Emotional Behavior in Couples with bvFTD:

Implications for Caregiver Relationship Satisfaction and Psychological Well-being

by

Anna Sapozhnikova

Doctor of Philosophy in Psychology

University of California, Berkeley

Professor Robert W. Levenson, Chair

Emotions are an important part of marital life. Prior research indicates that patients with behavioral variant frontotemporal dementia (bvFTD) experience significant impairments in socioemotional functioning, including emotional blunting, inappropriate behavior and decreased empathy (Neary et al., 1998).

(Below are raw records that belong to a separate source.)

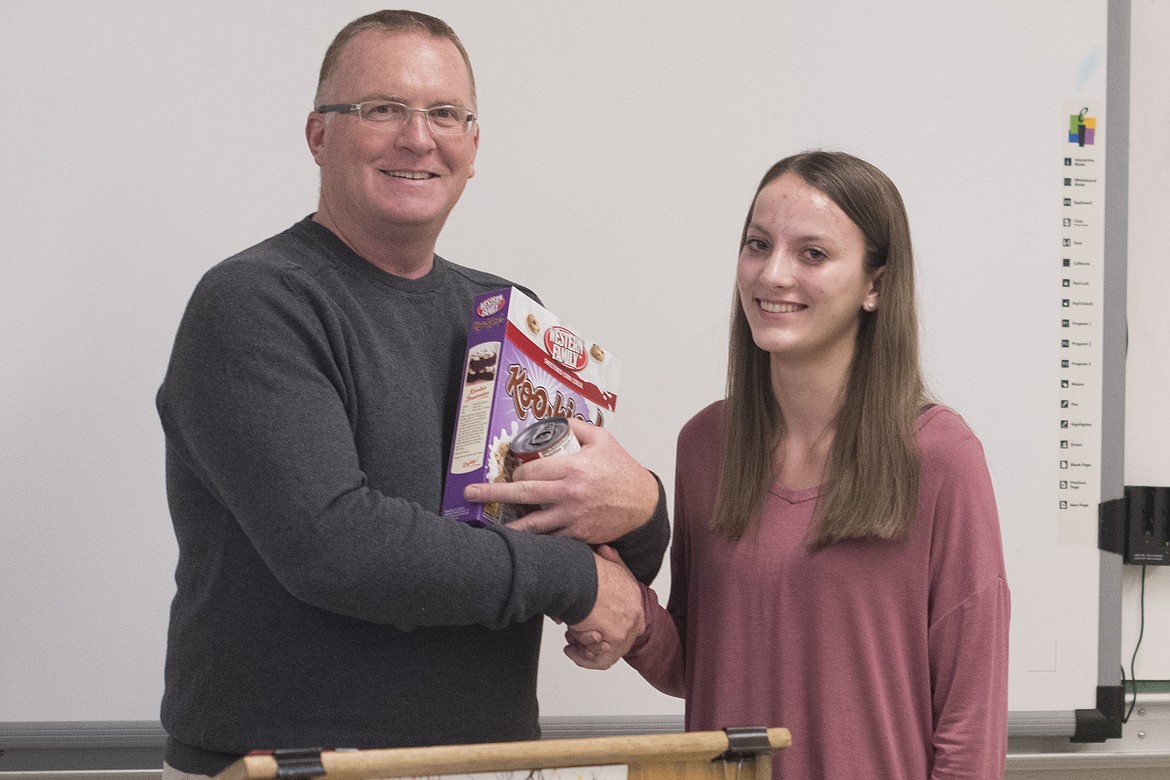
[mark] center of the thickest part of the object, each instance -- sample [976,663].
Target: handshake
[594,496]
[617,620]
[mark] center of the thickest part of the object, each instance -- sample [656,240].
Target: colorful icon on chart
[1081,128]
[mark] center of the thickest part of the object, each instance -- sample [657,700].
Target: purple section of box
[484,328]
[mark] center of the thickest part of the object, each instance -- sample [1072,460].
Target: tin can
[542,439]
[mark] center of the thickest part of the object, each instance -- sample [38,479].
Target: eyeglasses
[391,115]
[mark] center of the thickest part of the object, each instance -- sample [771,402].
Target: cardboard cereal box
[522,365]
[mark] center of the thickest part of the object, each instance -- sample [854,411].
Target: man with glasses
[308,406]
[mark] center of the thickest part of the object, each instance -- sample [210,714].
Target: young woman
[837,566]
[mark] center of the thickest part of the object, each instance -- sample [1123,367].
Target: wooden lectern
[729,754]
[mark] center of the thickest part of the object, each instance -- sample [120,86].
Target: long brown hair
[871,488]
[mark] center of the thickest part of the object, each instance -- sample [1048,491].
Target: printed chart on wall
[1078,442]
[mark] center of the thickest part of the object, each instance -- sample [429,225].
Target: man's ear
[315,135]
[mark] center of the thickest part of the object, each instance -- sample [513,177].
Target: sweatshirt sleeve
[969,614]
[255,414]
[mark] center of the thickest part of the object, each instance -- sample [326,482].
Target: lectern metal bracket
[745,741]
[298,764]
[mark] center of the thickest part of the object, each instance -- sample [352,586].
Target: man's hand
[617,620]
[594,496]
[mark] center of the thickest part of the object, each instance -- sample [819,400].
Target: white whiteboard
[620,146]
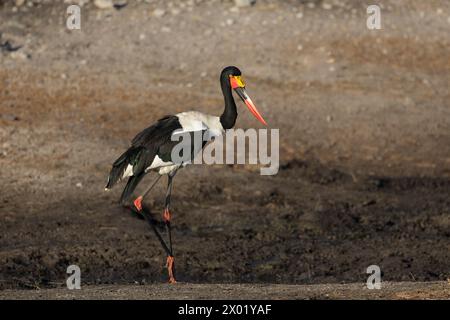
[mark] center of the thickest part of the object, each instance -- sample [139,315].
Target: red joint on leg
[166,215]
[138,203]
[170,269]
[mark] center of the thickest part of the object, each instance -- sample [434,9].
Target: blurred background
[364,120]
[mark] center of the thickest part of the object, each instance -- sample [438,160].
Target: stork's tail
[120,165]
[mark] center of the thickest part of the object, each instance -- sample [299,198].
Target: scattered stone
[229,22]
[9,117]
[159,13]
[7,46]
[244,3]
[19,55]
[104,4]
[120,4]
[327,6]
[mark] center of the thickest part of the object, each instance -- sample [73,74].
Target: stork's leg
[167,218]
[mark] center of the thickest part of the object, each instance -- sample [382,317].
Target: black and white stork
[151,150]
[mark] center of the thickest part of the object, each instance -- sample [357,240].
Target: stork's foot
[138,203]
[170,269]
[167,215]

These changes in patients often strain marriages and can lead to a decline in marital satisfaction and increase the risk of depression in the healthy spouse (Ascher et al., 2010, Braun et al., 2010). However, few studies have explored the emotional dynamics of couples living with bvFTD in a systematic way (Braun et al., 2009). The aim of this study was to extend our understanding of the emotional dynamics of couples where one spouse has bvFTD as well as to understand the association between emotional behavior during the marital interaction and the caregiving spouse’s relationship satisfaction and psychological well-being, looking specifically at depression.

This study examined emotional behavior and emotional reciprocity of couples where one spouse is diagnosed with either bvFTD (N=30) or Alzheimer’s disease (N=30) in the context of a 10-minute naturalistic marital interaction in comparison to healthy controls (N=29). Emotional behavior was coded using the Specific Affect Coding System (SPAFF), which consists of five positive emotional behavior codes, ten negative emotional behavior codes, and a neutral code. Emotional reciprocity between spouses was established using the Allison and Liker (1982) statistic. The study also examined the relationship between positive and negative emotional behavior as well as escalating and de-escalating patterns of emotional reciprocity and the caregiving spouse’s self-reported marital satisfaction and levels of depression.

The current findings reveal a loss of humor and reciprocity of positive emotion and an exacerbation in negative emotion (e.g., criticism, sadness) and conflict escalation in couples with bvFTD during a marital interaction. Furthermore, low positive emotion, high negative emotion and conflict escalation are associated with low marital satisfaction and high negative emotion is related to increased levels of depression in the spousal caregiver.